(NA) – Los investigadores continuaban buscando a un hombre de 42 años sospechado de haber cometido el crimen de una mujer de 50 y su hija de 15, cuyos cuerpos fueron hallados enterrados en una vivienda de la localidad de Punta Lara, cerca de La Plata.
Se trata de Hugo Orlando Hidalgo, un electricista que trabajaba en una empresa contratista que realiza tareas para la petrolera YPF.
Según fuentes judiciales, Hidalgo, que es conocido como «Ninja», es quien alquilaba a uno de sus jefes la casa en la que fueron encontrados los cuerpos de la enfermera Maruja Chacón Pérez y su hija Shirley Cielo Barrientos.
Los investigadores piensan que el hombre tenía pocas posibilidades de haberse alejado de la zona de La Plata, ya que no contaba con dinero y su cuenta bancaria fue bloqueada.
Según la investigación realizada y el testimonio de allegados a las víctimas, que eran de nacionalidad peruana, el hombre había entablado una relación de amistad con Chacón hace unos dos meses atrás y había invitado a las mujeres a cenar a la casa situada frente al camping policial de Punta Lara, el último fin de semana de enero.
Los familiares de las víctimas aseguran que Hidalgo le prometió a la mujer, que trabajaba como enfermera, un mejor empleo.
Los investigadores comenzaron a buscar a madre e hija a partir de la denuncia realizada por familiares y vecinos el pasado sábado 4 de febrero.
A los allegados les extrañó la ausencia de Chacón de las redes sociales como Facebook, donde se conectaba y saludaba a sus conocidos todos los días.
Otros dos hijos de la mujer, que viven en Perú, le pidieron a sus vecinos que intenten ubicar a su madre y su hermana menor en la casa que habitaban, en la localidad de Ensenada, pero no la encontraban.
Los allegados rastraron el llamado de Chacón a una amiga en la que ella decía «Por favor, no quiero morir», y también se escuchaba a su hija que pedía ayuda, siempre con el fondo de un televisor o un equipo de audio funcionando con alto volumen.
Los policías llegaron a la vivienda de Hidalgo tras comprobar que el hombre había renunciado a su trabajo, mientras dijo que se había mandado una «macana» y también establecieron que las mujeres lo conocían como Hugo Marcos Amiel.
Los cuerpos de las dos mujeres fueron hallados este lunes a la madrugada bajo una parrilla: una información extraoficial indica que en primer lugar fue asesinada Chacón y varios días después fue ultimada la menor.
Ambos cadáveres se encontraban sin ropas, por lo que no se descarta que hayan sido víctimas de abuso sexual, mientras que por el momento no fueron realizadas las operaciones de autopsia.
En tanto, también se investiga el testimonio de una mujer llamada Elba que dijo haber acampado el mismo fin de semana a pocos metros de la vivienda donde aparecieron los cuerpos.
Elba, se presentó en una fiscalía de Morón, y dijo que el día 28 de enero «nadie podía dormir por la música fuerte como de boliche que salía de una casa, donde había como una fiesta».
«Después salió a la calle un hombre que estaba muy borracho y cantaba.
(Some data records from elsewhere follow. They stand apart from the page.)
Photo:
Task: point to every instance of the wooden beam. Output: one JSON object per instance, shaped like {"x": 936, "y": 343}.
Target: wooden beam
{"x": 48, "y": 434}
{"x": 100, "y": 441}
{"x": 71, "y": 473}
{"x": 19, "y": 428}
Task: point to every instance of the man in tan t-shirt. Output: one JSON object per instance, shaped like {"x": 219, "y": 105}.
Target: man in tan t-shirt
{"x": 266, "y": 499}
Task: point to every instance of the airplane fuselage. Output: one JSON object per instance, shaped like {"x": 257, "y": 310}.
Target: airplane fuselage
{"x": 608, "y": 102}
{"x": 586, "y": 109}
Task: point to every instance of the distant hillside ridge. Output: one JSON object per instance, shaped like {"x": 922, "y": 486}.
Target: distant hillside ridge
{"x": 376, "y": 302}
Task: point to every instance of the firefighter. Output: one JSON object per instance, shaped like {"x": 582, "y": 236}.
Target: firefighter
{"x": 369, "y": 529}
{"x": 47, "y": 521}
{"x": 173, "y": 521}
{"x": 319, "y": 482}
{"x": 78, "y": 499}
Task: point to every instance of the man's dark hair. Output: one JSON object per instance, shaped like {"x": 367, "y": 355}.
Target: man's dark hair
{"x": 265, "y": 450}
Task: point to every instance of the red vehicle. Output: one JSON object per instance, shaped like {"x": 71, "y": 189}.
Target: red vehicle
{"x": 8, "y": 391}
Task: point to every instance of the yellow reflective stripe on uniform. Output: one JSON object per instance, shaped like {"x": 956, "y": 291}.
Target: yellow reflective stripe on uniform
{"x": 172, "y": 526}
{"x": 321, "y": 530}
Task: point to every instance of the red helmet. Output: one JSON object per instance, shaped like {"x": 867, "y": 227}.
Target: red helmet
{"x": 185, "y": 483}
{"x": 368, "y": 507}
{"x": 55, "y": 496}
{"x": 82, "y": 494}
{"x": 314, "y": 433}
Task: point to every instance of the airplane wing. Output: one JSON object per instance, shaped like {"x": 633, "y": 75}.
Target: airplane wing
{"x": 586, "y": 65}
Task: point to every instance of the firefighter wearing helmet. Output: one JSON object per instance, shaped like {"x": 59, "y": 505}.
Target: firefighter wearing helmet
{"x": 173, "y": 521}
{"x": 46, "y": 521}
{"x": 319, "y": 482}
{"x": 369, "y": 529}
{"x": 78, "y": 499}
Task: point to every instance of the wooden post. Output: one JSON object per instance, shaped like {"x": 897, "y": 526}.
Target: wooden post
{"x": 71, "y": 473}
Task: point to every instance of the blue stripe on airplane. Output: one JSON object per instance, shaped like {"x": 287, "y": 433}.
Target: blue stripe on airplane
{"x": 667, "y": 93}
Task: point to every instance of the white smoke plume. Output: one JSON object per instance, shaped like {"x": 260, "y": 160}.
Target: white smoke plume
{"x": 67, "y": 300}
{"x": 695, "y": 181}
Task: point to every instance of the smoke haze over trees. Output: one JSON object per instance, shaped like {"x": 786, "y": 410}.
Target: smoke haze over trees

Poco después se escuchó la voz que parecía la de una chica jovencita que decía ´Dejame, dejame´», contó la mujer al canal Crónica.
Los hijos de la mujer que viven en Perú arribarán mañana jueves al aeropuerto de Ezeiza, para luego presentarse ante la fiscalía que investiga el caso.
Tanto el hijo como la hija aseguraron desde Perú que cuentan con una grabación de una comunicación telefónica en la cual su madre clama por su vida.